Our study had several limitations. We did not use an objective indicator, such as glycated hemoglobin (HbA1c), as a standard for assessing diabetic compensation and treatment, due to bias in the frequency and interval of HbA1c check-ups. In addition, the DPP-4i group had a higher proportion of patients prescribed β-blockers, ARBs, spironolactone, and OHAs, which implied intractable hypertension, poorly controlled DM, or an unstable status. Regardless of the severity of diabetes or underlying conditions in the DPP-4i group, DPP-4i still made an independent contribution to the long-term survival of patients, which was also confirmed by Cox proportional hazard regression analysis.

Strengths of this study

Previous studies analyzed relatively small samples, while our study enrolled 186,326 patients with first AMI, based on an entire population comprising 23,000,000 patients.
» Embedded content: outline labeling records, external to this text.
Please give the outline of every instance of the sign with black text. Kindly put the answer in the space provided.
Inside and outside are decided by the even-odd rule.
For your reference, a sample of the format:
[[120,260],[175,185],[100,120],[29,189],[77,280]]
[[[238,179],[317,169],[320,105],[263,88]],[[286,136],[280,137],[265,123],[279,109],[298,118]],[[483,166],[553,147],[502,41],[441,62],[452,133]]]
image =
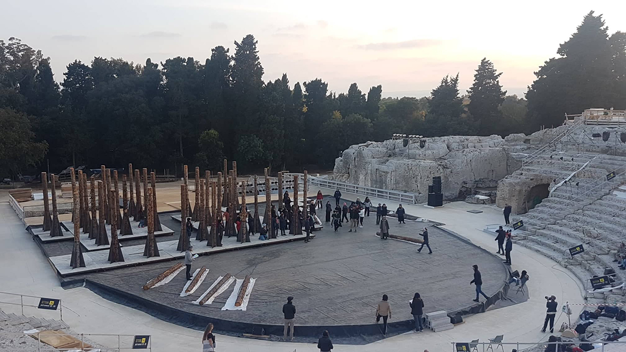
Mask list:
[[456,343],[456,352],[469,352],[470,344],[466,342]]
[[593,289],[602,288],[603,287],[610,284],[610,282],[608,281],[608,276],[606,275],[603,276],[592,278],[590,279],[591,280],[591,286],[593,288]]
[[150,339],[150,335],[135,335],[133,341],[133,349],[148,348],[148,342]]
[[570,255],[572,256],[574,256],[576,254],[580,254],[580,253],[584,252],[585,248],[583,247],[583,245],[581,244],[578,244],[578,246],[576,246],[575,247],[572,247],[570,248],[569,251],[570,251]]
[[518,228],[521,228],[521,226],[524,226],[524,221],[523,221],[521,220],[520,220],[519,221],[518,221],[516,223],[513,223],[513,229],[516,230],[517,229],[518,229]]
[[56,298],[44,298],[42,297],[39,299],[39,304],[37,308],[40,309],[56,311],[56,308],[59,308],[59,302],[60,301],[61,299]]

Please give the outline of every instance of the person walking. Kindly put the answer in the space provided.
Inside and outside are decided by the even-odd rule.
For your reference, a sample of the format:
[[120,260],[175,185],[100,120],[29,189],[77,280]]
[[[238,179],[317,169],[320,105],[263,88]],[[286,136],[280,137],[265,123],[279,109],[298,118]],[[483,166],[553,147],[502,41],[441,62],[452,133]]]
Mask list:
[[341,199],[341,192],[340,192],[339,189],[335,191],[335,194],[333,196],[335,197],[335,203],[337,205],[339,205],[339,201]]
[[378,206],[376,207],[376,224],[381,223],[381,218],[382,216],[382,206],[381,203],[378,203]]
[[389,223],[387,221],[387,217],[383,216],[381,218],[381,239],[387,239],[389,236]]
[[485,299],[488,299],[489,297],[487,297],[487,295],[483,292],[483,290],[481,288],[483,286],[483,278],[480,275],[480,271],[478,271],[478,265],[475,264],[472,266],[472,268],[474,268],[474,279],[470,281],[470,284],[471,285],[471,284],[474,284],[476,285],[476,299],[473,299],[473,301],[475,302],[480,301],[478,299],[479,293],[482,294],[485,297]]
[[511,239],[511,233],[506,233],[506,244],[505,246],[505,255],[506,260],[505,264],[511,265],[511,251],[513,249],[513,240]]
[[505,204],[505,209],[503,211],[503,213],[505,215],[505,223],[506,225],[511,223],[511,221],[509,221],[509,216],[511,216],[511,210],[513,208],[510,205],[508,204]]
[[193,254],[192,252],[193,251],[193,246],[190,245],[187,247],[187,250],[185,252],[185,266],[187,267],[187,281],[192,279],[192,263],[193,262]]
[[292,296],[287,298],[287,303],[282,306],[282,313],[285,315],[285,329],[282,333],[283,341],[287,341],[287,331],[290,331],[291,341],[294,341],[294,319],[295,318],[295,306],[292,301]]
[[213,323],[209,323],[202,334],[202,352],[215,352],[215,336],[213,334]]
[[548,323],[550,323],[550,333],[554,333],[554,318],[557,315],[557,308],[558,307],[558,303],[557,303],[557,297],[555,296],[550,296],[550,297],[546,297],[548,301],[546,302],[546,308],[548,310],[546,311],[546,319],[543,321],[543,328],[541,329],[541,332],[546,332],[546,328],[548,327]]
[[378,303],[376,307],[376,323],[380,323],[382,318],[382,336],[387,335],[387,319],[391,318],[391,306],[387,302],[388,297],[382,295],[382,300]]
[[494,240],[498,241],[498,251],[496,253],[500,255],[504,255],[505,249],[503,246],[505,244],[505,239],[506,238],[506,231],[502,228],[502,226],[500,226],[496,231],[496,233],[498,233],[498,236],[496,236],[496,239]]
[[411,314],[415,320],[415,332],[421,333],[424,330],[422,324],[422,314],[424,314],[424,301],[419,297],[419,294],[417,292],[413,295],[413,299],[409,302],[411,306]]
[[369,200],[369,197],[365,198],[363,205],[365,206],[365,216],[369,216],[369,208],[372,207],[372,201]]
[[326,201],[326,222],[328,223],[331,221],[331,213],[332,213],[332,206],[331,205],[331,201]]
[[418,249],[418,252],[421,253],[422,248],[423,248],[424,246],[426,246],[426,247],[428,247],[428,254],[432,254],[433,249],[431,249],[430,244],[429,244],[428,242],[428,229],[424,228],[424,232],[420,233],[419,236],[421,236],[422,237],[424,238],[424,242],[422,242],[422,246],[420,247],[419,249]]
[[317,340],[317,348],[319,348],[319,352],[331,352],[331,349],[332,349],[332,341],[331,341],[328,330],[324,330],[322,333],[322,337]]
[[404,208],[402,208],[402,204],[398,206],[398,209],[396,209],[396,214],[398,215],[398,222],[401,224],[405,224],[404,223]]

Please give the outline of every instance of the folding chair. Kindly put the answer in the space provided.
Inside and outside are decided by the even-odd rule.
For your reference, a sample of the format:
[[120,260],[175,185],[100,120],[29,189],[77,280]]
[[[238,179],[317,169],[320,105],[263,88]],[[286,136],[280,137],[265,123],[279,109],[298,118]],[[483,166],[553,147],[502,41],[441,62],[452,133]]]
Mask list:
[[498,346],[496,346],[496,349],[498,349],[498,347],[500,347],[502,348],[502,352],[505,352],[505,348],[502,346],[502,339],[504,337],[504,335],[498,335],[493,339],[489,339],[489,346],[487,346],[486,350],[489,351],[489,349],[491,348],[491,352],[493,352],[493,347],[491,346],[491,344],[496,343],[498,344]]

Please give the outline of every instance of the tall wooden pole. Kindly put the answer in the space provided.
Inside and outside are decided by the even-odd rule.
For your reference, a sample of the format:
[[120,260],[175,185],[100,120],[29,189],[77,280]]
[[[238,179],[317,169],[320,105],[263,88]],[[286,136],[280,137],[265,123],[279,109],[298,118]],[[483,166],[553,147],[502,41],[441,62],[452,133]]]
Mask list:
[[[54,183],[54,180],[53,179]],[[41,184],[43,186],[43,231],[50,231],[52,221],[50,219],[50,204],[48,198],[48,176],[41,173]]]
[[59,211],[56,208],[56,183],[54,181],[54,174],[50,174],[52,180],[52,223],[50,224],[50,237],[56,237],[63,235],[61,223],[59,222]]
[[139,176],[139,170],[135,170],[135,189],[136,189],[136,194],[135,194],[135,221],[139,221],[144,216],[143,214],[143,207],[141,206],[141,188],[139,186],[140,181],[141,178]]
[[93,176],[90,179],[90,188],[91,188],[90,198],[91,201],[91,228],[89,231],[89,239],[95,239],[98,238],[98,233],[100,231],[100,228],[98,224],[98,218],[96,217],[96,178]]
[[[152,173],[154,174],[154,173]],[[156,240],[155,239],[155,211],[153,209],[154,208],[154,198],[153,198],[153,194],[154,194],[154,189],[152,187],[148,189],[148,194],[146,199],[146,204],[147,204],[147,209],[146,210],[146,214],[148,216],[148,237],[146,238],[146,246],[143,248],[143,255],[148,257],[158,257],[160,256],[158,252],[158,246],[156,244]]]
[[83,258],[83,250],[80,247],[80,201],[78,192],[72,193],[74,201],[74,247],[72,249],[72,256],[69,259],[69,265],[72,269],[85,268],[85,258]]
[[98,181],[98,205],[100,210],[98,212],[100,229],[98,230],[98,237],[96,238],[96,246],[106,246],[109,244],[109,236],[106,234],[106,220],[105,219],[105,210],[107,198],[106,185],[101,181]]
[[152,211],[154,213],[154,229],[155,231],[162,231],[163,226],[161,226],[161,219],[158,217],[158,211],[156,209],[156,175],[154,173],[150,173],[150,184],[152,186]]

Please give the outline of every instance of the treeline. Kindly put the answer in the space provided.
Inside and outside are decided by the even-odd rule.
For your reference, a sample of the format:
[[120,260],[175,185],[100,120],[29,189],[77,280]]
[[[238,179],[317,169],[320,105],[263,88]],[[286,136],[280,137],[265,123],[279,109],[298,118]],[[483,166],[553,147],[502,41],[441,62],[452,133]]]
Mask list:
[[244,171],[329,168],[349,146],[393,133],[506,136],[560,124],[566,112],[626,104],[626,36],[609,38],[593,13],[536,73],[528,103],[506,95],[486,59],[466,94],[457,74],[429,97],[381,99],[381,86],[366,94],[353,83],[336,94],[319,78],[264,82],[254,37],[234,44],[232,54],[215,48],[203,63],[75,61],[59,86],[41,51],[0,41],[0,174],[43,161],[51,171],[128,162],[218,169],[224,157]]

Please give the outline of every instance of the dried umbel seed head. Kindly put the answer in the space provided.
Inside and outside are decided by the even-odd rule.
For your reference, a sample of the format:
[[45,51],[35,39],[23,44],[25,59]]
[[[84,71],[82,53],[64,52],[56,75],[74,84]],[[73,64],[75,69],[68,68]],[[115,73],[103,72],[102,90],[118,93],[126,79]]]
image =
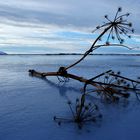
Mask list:
[[[129,32],[134,33],[134,29],[132,29],[132,23],[127,21],[128,16],[130,13],[121,14],[122,8],[119,7],[114,19],[110,19],[108,15],[105,15],[105,19],[107,22],[104,22],[103,25],[97,26],[96,30],[104,28],[104,31],[108,32],[108,37],[106,40],[106,45],[110,44],[110,38],[113,40],[118,40],[120,45],[124,43],[125,36],[130,38],[130,35],[128,35]],[[94,32],[93,31],[93,32]]]
[[67,103],[68,103],[69,105],[71,105],[71,104],[72,104],[72,103],[71,103],[71,101],[68,101]]

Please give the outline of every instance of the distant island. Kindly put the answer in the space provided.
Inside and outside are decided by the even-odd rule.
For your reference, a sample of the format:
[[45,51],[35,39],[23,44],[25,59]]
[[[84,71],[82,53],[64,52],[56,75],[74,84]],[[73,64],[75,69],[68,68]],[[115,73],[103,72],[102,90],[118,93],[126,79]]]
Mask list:
[[0,55],[6,55],[7,53],[0,51]]
[[[44,53],[44,54],[7,54],[0,51],[0,55],[84,55],[83,53]],[[140,53],[91,53],[89,55],[126,55],[126,56],[140,56]]]

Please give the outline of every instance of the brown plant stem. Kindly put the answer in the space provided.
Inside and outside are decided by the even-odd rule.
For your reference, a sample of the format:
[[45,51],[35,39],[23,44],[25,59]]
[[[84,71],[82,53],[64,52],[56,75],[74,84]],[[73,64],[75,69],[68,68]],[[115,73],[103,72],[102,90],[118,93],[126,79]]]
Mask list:
[[[93,42],[92,46],[90,47],[90,49],[88,51],[85,52],[85,54],[83,55],[83,57],[81,59],[79,59],[78,61],[76,61],[75,63],[71,64],[70,66],[66,67],[65,70],[68,70],[69,68],[77,65],[78,63],[80,63],[82,60],[84,60],[84,58],[89,55],[94,47],[95,47],[95,44],[97,43],[97,41],[112,27],[112,25],[108,26],[107,28],[104,29],[104,31],[96,38],[96,40]],[[97,48],[95,48],[97,49]]]

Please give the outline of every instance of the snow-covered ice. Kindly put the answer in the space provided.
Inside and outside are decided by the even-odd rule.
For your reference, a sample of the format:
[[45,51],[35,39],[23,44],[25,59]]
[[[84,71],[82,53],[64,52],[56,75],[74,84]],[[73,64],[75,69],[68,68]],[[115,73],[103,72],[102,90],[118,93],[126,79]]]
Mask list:
[[[119,104],[107,104],[89,96],[103,119],[79,130],[75,124],[58,126],[53,116],[70,117],[67,100],[80,97],[83,84],[74,80],[59,84],[56,77],[31,77],[29,69],[57,71],[80,56],[2,55],[0,56],[0,140],[139,140],[140,103],[135,97]],[[139,56],[89,56],[69,70],[90,78],[106,70],[140,76]]]

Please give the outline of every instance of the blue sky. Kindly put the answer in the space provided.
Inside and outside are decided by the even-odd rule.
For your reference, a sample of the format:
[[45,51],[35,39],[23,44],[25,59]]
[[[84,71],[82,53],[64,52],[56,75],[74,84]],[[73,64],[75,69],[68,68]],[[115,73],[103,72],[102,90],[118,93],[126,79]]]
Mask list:
[[130,12],[135,33],[126,45],[96,53],[140,53],[139,0],[4,0],[0,1],[0,51],[7,53],[84,53],[100,32],[91,31],[121,6]]

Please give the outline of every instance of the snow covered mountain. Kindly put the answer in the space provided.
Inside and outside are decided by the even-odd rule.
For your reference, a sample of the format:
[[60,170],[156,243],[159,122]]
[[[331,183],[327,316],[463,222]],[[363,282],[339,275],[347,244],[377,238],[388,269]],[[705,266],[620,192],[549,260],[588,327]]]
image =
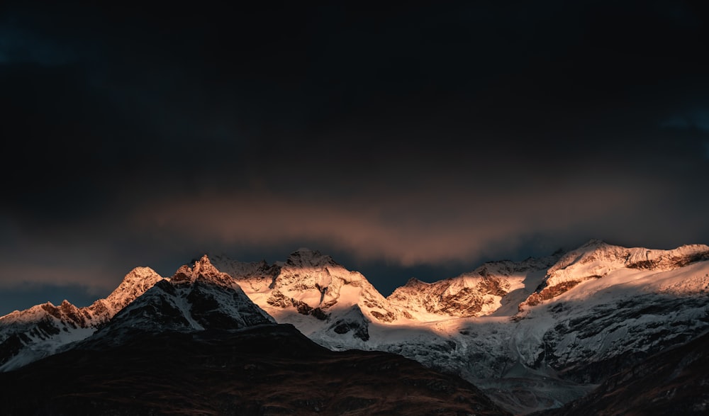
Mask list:
[[95,332],[118,342],[126,328],[189,332],[274,322],[206,256],[169,279],[138,267],[90,306],[48,303],[0,317],[0,371],[62,351]]
[[23,366],[83,339],[108,322],[162,277],[148,267],[136,267],[107,298],[77,308],[64,300],[16,310],[0,317],[0,371]]
[[518,414],[561,406],[709,330],[706,245],[659,250],[593,240],[432,283],[411,279],[385,299],[316,252],[261,264],[267,274],[254,267],[229,270],[279,322],[333,349],[394,352],[460,375]]
[[0,318],[0,370],[97,329],[92,339],[109,342],[135,328],[277,322],[331,350],[391,352],[456,374],[526,414],[581,398],[709,331],[709,247],[700,244],[659,250],[591,240],[434,283],[411,279],[388,298],[359,272],[307,249],[273,264],[204,257],[170,279],[149,270],[136,269],[89,308],[38,305]]
[[251,301],[234,279],[203,256],[180,267],[122,309],[91,337],[111,344],[126,332],[235,330],[276,321]]
[[371,322],[390,323],[410,315],[392,305],[362,274],[332,257],[301,248],[283,263],[245,264],[220,257],[213,260],[230,273],[245,293],[279,323],[294,325],[311,337],[352,342],[369,339]]

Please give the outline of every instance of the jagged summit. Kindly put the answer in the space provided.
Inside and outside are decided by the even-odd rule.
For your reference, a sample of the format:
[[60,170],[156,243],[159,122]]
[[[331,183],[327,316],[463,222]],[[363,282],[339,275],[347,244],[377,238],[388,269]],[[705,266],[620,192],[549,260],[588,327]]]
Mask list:
[[201,280],[225,287],[230,287],[233,283],[231,276],[215,267],[206,254],[195,262],[191,267],[187,264],[180,266],[170,280],[175,284],[194,283]]
[[301,247],[291,253],[286,260],[286,266],[291,267],[323,267],[325,266],[340,266],[328,255],[323,254],[317,250]]

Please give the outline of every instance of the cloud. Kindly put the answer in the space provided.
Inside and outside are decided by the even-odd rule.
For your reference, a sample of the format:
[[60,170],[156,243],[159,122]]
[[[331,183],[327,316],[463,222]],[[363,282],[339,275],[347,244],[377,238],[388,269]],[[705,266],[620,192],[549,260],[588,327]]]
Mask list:
[[129,221],[166,242],[267,247],[318,241],[361,259],[408,266],[509,252],[525,236],[540,233],[603,237],[599,234],[610,231],[601,225],[608,218],[625,218],[625,227],[637,226],[656,214],[640,210],[657,189],[643,186],[643,192],[636,187],[628,193],[622,181],[610,186],[579,181],[477,193],[441,186],[337,198],[239,192],[172,196],[135,207]]

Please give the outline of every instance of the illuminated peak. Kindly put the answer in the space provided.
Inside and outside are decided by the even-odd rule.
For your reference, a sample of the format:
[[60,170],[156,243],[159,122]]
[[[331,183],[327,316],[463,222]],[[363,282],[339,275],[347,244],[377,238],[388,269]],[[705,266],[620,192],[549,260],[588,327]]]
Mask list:
[[293,267],[339,266],[330,256],[323,254],[317,250],[303,247],[291,253],[286,260],[286,265]]

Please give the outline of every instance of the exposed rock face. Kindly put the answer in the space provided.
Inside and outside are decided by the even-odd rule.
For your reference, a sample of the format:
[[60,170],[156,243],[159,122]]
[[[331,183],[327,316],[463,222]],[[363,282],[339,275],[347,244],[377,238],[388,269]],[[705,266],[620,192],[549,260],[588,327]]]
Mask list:
[[[315,336],[311,328],[324,337],[349,334],[365,341],[370,323],[405,317],[364,276],[318,251],[300,249],[271,267],[248,264],[224,257],[217,264],[232,270],[246,293],[269,315],[279,322],[296,325],[306,335]],[[270,283],[267,286],[259,283],[263,281]]]
[[[142,281],[126,286],[140,292],[128,284],[134,280]],[[156,281],[94,342],[110,345],[106,340],[134,328],[192,333],[268,325],[270,314],[333,350],[393,352],[459,375],[515,414],[559,407],[709,330],[709,247],[698,244],[652,250],[592,240],[565,254],[487,263],[437,282],[411,279],[387,298],[362,274],[306,249],[273,265],[205,257]],[[56,352],[57,339],[90,335],[95,327],[84,325],[100,322],[95,311],[110,313],[128,298],[97,301],[93,310],[68,303],[28,310],[41,319],[4,333],[0,356],[23,361],[4,368]],[[14,315],[23,313],[29,313]],[[65,340],[80,330],[87,332]]]
[[652,355],[607,378],[590,394],[538,416],[706,415],[709,335]]
[[147,267],[136,267],[108,297],[77,308],[64,300],[48,302],[0,317],[0,371],[16,369],[83,339],[162,279]]
[[388,298],[391,304],[422,320],[473,317],[499,309],[513,291],[523,290],[530,274],[545,271],[559,256],[523,262],[487,263],[458,277],[425,283],[412,279]]
[[170,279],[155,283],[117,313],[94,338],[120,342],[134,330],[190,332],[235,330],[275,320],[244,293],[206,256],[181,266]]

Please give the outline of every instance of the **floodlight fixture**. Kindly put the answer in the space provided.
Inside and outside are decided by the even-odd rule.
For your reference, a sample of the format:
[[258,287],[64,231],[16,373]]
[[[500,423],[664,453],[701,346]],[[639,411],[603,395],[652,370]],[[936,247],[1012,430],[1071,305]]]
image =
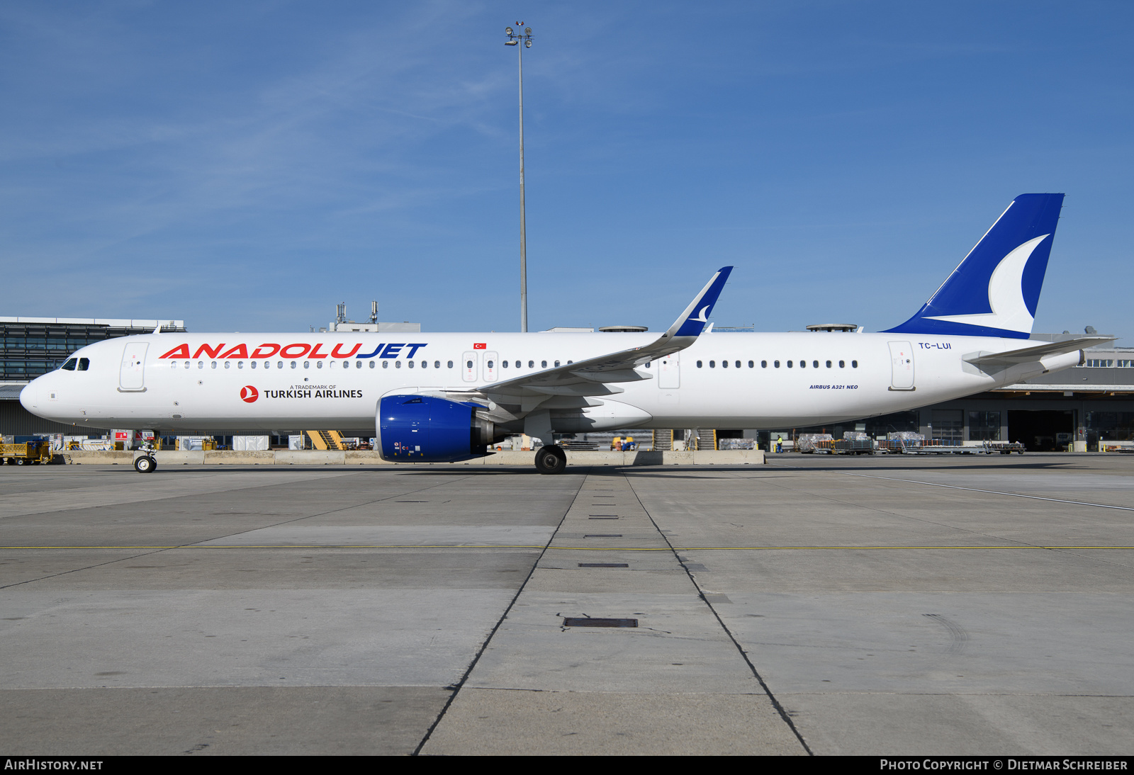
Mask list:
[[532,48],[532,28],[524,27],[523,22],[517,22],[516,26],[523,32],[516,32],[511,27],[505,27],[508,40],[505,45],[519,45],[524,42],[524,48],[516,49],[519,66],[519,330],[527,331],[527,233],[524,224],[524,49]]

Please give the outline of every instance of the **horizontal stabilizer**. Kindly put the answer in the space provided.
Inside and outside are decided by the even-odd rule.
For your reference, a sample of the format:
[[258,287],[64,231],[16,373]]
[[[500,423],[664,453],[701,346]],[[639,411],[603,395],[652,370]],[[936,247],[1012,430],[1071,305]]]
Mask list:
[[982,350],[980,352],[971,352],[964,356],[962,360],[965,360],[973,366],[1013,366],[1015,364],[1030,364],[1051,356],[1074,352],[1075,350],[1085,350],[1090,347],[1112,342],[1115,339],[1117,338],[1081,337],[1078,339],[1068,339],[1063,342],[1043,342],[1042,344],[1036,344],[1034,347],[1024,347],[1018,350],[1008,350],[1007,352],[988,352]]

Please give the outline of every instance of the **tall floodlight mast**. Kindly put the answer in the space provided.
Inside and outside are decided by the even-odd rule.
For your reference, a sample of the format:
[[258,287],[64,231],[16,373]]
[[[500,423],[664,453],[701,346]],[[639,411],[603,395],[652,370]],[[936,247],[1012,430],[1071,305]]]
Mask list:
[[[523,25],[517,22],[516,26]],[[515,45],[519,54],[519,330],[527,331],[527,233],[524,227],[524,49],[532,48],[532,28],[516,32],[505,27],[508,40],[505,45]],[[523,42],[524,45],[519,45]]]

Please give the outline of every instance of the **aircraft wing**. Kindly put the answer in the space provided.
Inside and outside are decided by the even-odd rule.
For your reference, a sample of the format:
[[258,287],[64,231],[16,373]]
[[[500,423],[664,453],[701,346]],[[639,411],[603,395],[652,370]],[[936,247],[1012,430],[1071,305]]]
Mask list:
[[1075,350],[1084,350],[1089,347],[1102,344],[1103,342],[1112,342],[1115,339],[1117,339],[1117,337],[1080,337],[1078,339],[1068,339],[1064,342],[1043,342],[1042,344],[1024,347],[1018,350],[1008,350],[1007,352],[988,352],[985,350],[981,350],[980,352],[970,352],[968,355],[963,356],[963,360],[973,364],[974,366],[1013,366],[1015,364],[1030,364],[1049,356],[1074,352]]
[[650,344],[481,385],[477,392],[494,403],[502,404],[501,408],[511,418],[533,411],[552,397],[557,397],[553,402],[557,408],[599,404],[601,401],[590,400],[587,397],[620,393],[623,389],[617,386],[619,382],[653,378],[652,373],[637,367],[684,350],[697,341],[731,271],[731,266],[725,266],[713,274],[666,333]]

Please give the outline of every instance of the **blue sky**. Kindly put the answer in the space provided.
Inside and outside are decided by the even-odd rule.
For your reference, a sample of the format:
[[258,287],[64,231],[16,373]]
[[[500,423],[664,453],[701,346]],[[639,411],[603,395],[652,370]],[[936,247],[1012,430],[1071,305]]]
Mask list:
[[306,331],[913,314],[1065,191],[1035,331],[1131,331],[1129,2],[0,5],[0,314]]

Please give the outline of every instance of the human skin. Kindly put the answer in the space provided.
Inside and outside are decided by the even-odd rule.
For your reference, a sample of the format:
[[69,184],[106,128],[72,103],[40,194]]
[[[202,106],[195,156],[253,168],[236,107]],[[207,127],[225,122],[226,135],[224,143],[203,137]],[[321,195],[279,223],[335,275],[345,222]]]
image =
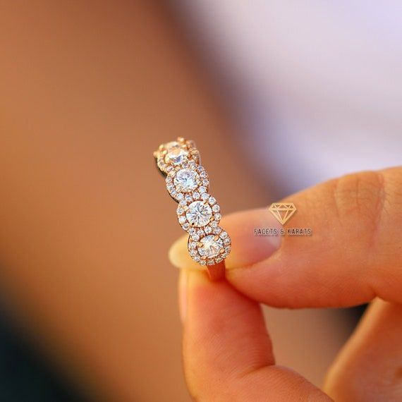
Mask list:
[[[185,238],[170,251],[179,284],[185,377],[197,401],[402,398],[402,169],[362,172],[289,196],[308,237],[253,236],[266,209],[228,216],[236,252],[227,280],[208,281]],[[292,309],[371,302],[321,391],[276,365],[260,303]],[[269,327],[269,324],[268,324]]]

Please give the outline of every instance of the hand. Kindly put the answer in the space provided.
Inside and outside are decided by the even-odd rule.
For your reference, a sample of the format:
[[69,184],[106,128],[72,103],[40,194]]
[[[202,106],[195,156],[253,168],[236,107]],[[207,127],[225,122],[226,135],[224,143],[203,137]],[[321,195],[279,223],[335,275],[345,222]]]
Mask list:
[[[267,208],[228,216],[226,281],[181,268],[185,377],[197,401],[402,401],[402,169],[346,176],[289,197],[292,226],[311,236],[255,236]],[[290,308],[373,300],[330,369],[324,391],[276,365],[259,303]]]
Our large sample size reduced the variability in sampling statistics and also utilized a propensity score, one-to-one matching technique to minimize confounding factors between the DPP-4i and control groups. However, future prospective randomized studies are required to confirm our findings.

Conclusions

This nationwide study showed that DPP-4i therapy improved the long-term survival of diabetic patients after first AMI, regardless of gender. Furthermore, DPP-4i therapy was shown to be especially beneficial in patients without peripheral vascular disease, ESRD, or COPD.